Abstract

The study of shape changes in morphology has seen a significant renovation in the last 20 years, particularly as a consequence of the development of geometric morphometric methods based on Cartesian coordinates of points. In order to extract information about shape differences when Cartesian coordinates are used, it is necessary to establish a common reference frame or system for all specimens to be compared. Therefore, a central issue in coordinate-based methods is which criterion should be used to align these configurations of points, since shape differences highly depend on those alignments. This is usually accomplished by aligning the configurations in a way that the sum of squared distances between coordinates of homologous points (landmarks) is minimized: the least-squares superimposition method. However, it is widely recognized that this method has some limitations when shape differences are not homogeneous across landmarks. Here we present an integrated approach for the resistant shape comparison of 3D landmark sets. It includes a new ordinary resistant Procrustes superimposition and its corresponding generalized resistant Procrustes version.
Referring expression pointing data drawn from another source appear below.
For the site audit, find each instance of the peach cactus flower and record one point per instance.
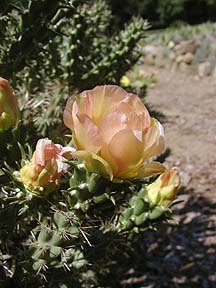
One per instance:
(9, 112)
(162, 191)
(114, 133)
(41, 175)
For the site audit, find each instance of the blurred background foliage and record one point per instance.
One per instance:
(53, 49)
(162, 13)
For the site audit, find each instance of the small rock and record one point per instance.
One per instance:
(184, 67)
(179, 59)
(188, 58)
(213, 48)
(156, 55)
(204, 69)
(214, 72)
(188, 46)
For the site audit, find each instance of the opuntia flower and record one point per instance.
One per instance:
(162, 191)
(125, 81)
(41, 175)
(9, 112)
(114, 133)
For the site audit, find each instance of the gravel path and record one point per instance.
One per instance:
(189, 107)
(183, 255)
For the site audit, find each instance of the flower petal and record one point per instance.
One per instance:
(151, 169)
(153, 140)
(105, 99)
(95, 163)
(67, 116)
(126, 149)
(87, 134)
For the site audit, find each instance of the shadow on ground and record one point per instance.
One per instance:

In addition, they are combined with existing resistant multivariate statistical techniques for depicting the results. We demonstrate, by using both simulated and real datasets, that resistant Procrustes better detects and measures localized shape variation whenever present in up to half but one of the landmarks. The resistant Procrustes results are highly concordant with a priori biological information, and might dramatically improve the quality of inferences on patterns of shape variation.